Designing and implementing a multi-cloud architecture

From the time the first computer was created, enterprises have been dealing with the vendor lock-in problem. Regardless of the technology, there is a constant push/pull between the temptation of using vendor-specific features and using industry-wide standards to switch vendors if licensing costs get out of control with a particular vendor.

A simple example of this is ANSI SQL and Oracle. If an enterprise is using Oracle for the database applications and they stick to the ANSI SQL standard, it greatly simplifies the migration of these applications from Oracle to other database vendors. But historically Oracle (as well as other vendors) have been offering additional features and functionality that do not adhere to the ANSI SQL standards. Developers are then tempted (or forced) to use these extensions and migration out of Oracle gets complicated because the code providing this additional functionality needs to be refactored or it will be lost during the migration process.

This duality of standards and common functionality vs. native features persists and is amplified in the cloud.

Any cloud provider with any kind of market share offers basic compute (Windows and Linux), database, and object storage solutions and it is simpler to migrate these basic services from one cloud service provider (CSP) to another.

They also offer some differentiated services and features that would not be so easy to migrate to another provider and may require some level of re-platforming and code refactoring.
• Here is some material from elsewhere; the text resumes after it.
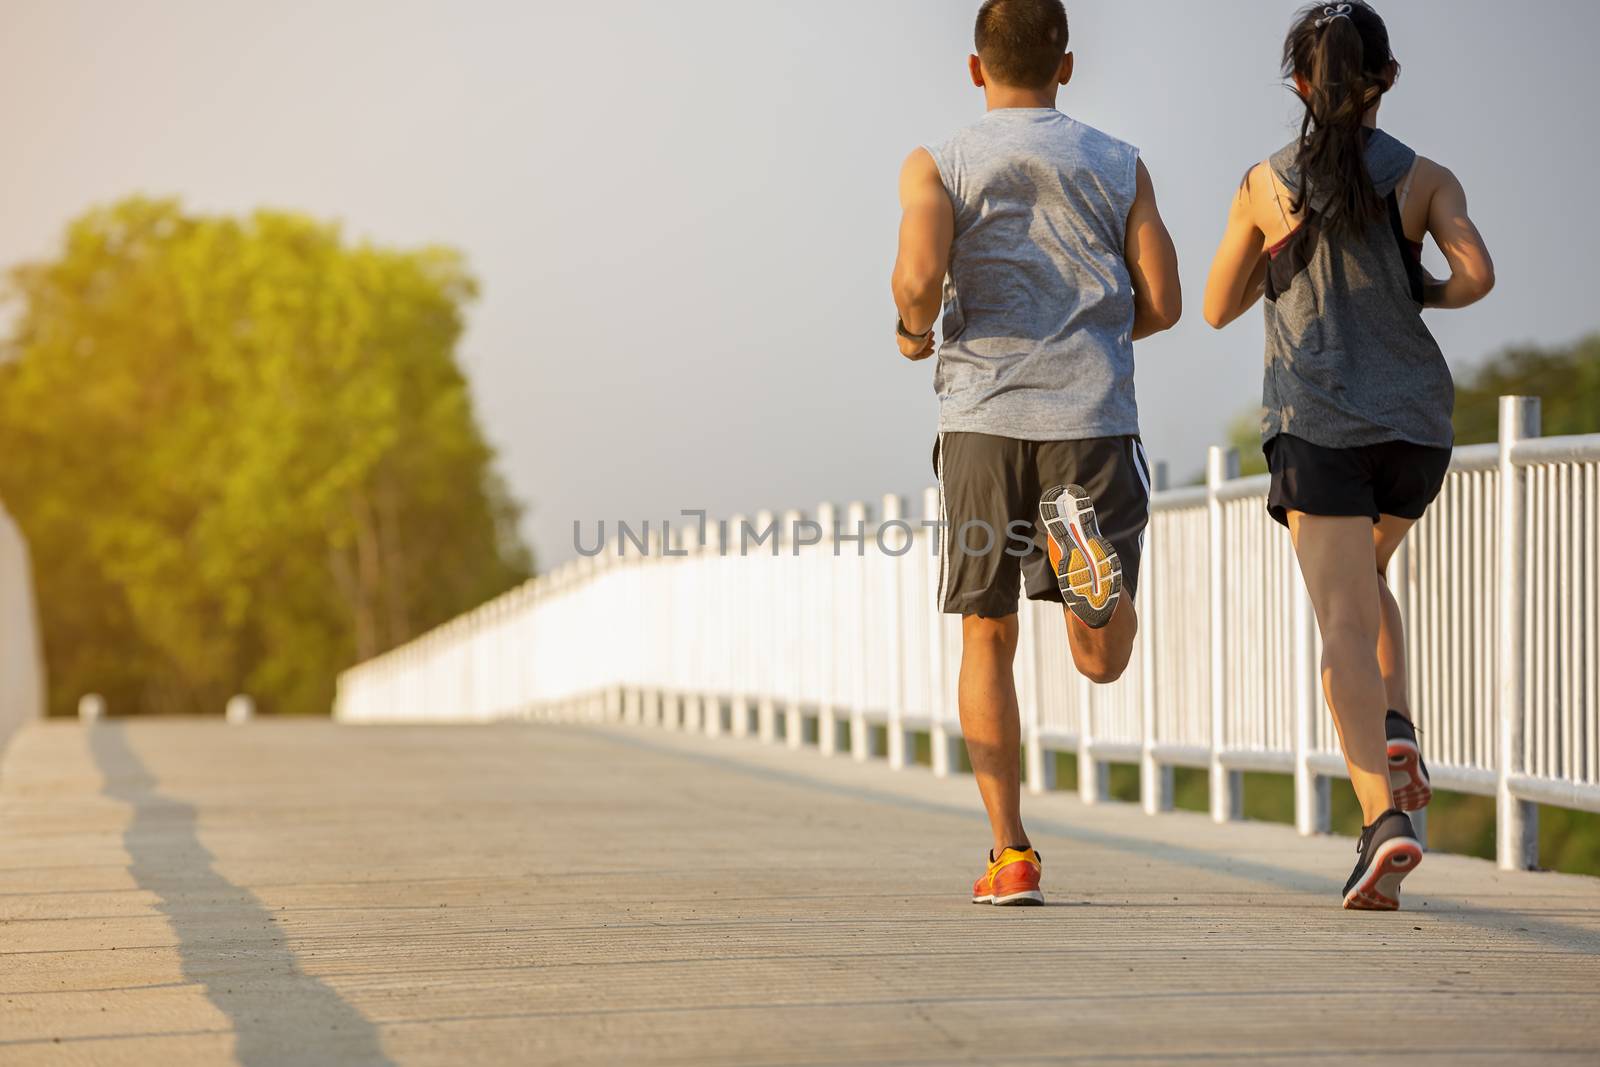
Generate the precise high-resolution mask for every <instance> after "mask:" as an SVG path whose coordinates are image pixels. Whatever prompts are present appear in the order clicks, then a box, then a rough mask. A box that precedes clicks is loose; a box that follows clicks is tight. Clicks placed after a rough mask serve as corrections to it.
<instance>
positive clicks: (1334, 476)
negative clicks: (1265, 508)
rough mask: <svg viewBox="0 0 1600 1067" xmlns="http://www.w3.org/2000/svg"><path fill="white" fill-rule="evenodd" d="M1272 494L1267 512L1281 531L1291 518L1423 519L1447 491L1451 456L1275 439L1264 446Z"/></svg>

An example of this is AWS CloudFormation and Azure Resource Manager. Converting one of these scripts to the other is not a trivial effort.

The purpose of this article is not to sway you into using a multi-cloud approach in your organization or dissuade you from using it. The purpose is to go over some of the benefits and pitfalls of such an approach to hopefully assist you in deciding what approach is best for you and similarly try to avoid some of the pitfalls.

Let’s start with the definition of two common and similar terms that come up in this context.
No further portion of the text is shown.